The London Literature Festival 2009 opened on 2 July at the Southbank Centre, with Arundhati Roy, introducing her new book Listening to grasshoppers: field notes on democracy. Introduced by Shami Chakrabarti from civil rights group Liberty, Arundhati spoke to a packed auditorium.
She attacked the idea that India is the ‘biggest democracy’ in the world and explained how the poor are left out of development. The poor have been robbed of the language of fight back, with terms such as ‘progress’, ‘unity’ and ‘democracy’ used by the establishment when attacking rights. She has called this a “language heist”.
The Indian judiciary and the rotten role of non-government organisations did not escape her criticism, making Shami Chakrabarti, who previously worked as a lawyer and now for an NGO, uncomfortable. Someone from the audience accused Chakrabarti of taking the side of the establishment.
Since winning a Booker prize for The god of small things, Arundhati has published a series of political non-fiction books. She wanted to write fiction, but the conditions of the poor in India forced her to concentrate on politics. Her criticisms of the Indian ruling class even led to her being sentenced to prison in 2002.
This was an unconventional start to a ‘literature festival’. The discussion was more about politics than literature.

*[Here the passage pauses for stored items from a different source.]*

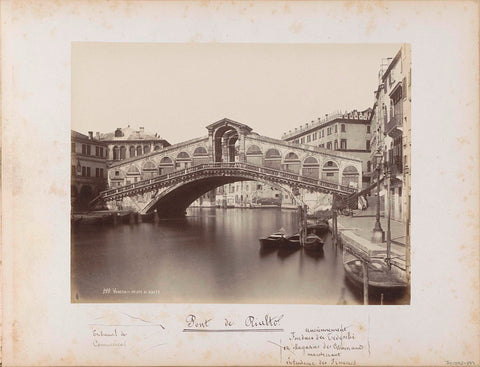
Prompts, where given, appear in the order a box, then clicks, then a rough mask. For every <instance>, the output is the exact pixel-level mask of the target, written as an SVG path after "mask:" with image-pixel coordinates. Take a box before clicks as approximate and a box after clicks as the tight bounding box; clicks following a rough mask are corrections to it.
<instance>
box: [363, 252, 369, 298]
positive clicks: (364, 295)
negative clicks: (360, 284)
mask: <svg viewBox="0 0 480 367" xmlns="http://www.w3.org/2000/svg"><path fill="white" fill-rule="evenodd" d="M362 270H363V304H364V305H368V264H367V263H366V262H365V261H362Z"/></svg>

Arundhati spelled out her opposition to capitalism, and the horrific poverty it engenders.
Diane Abbott, Labour MP for Hackney where poverty is on the increase and black youth are robbed of their rights, was in the audience. Such was her eagerness to be associated with Roy that she literally (and embarrassingly) threw herself onto the stage.
However, once there she was only able to ask a question about the connection between literature and politics.
Arundhati Roy is certainly further to the left and cares more about the world around her than the majority of her contemporary writers, and some so-called left MPs.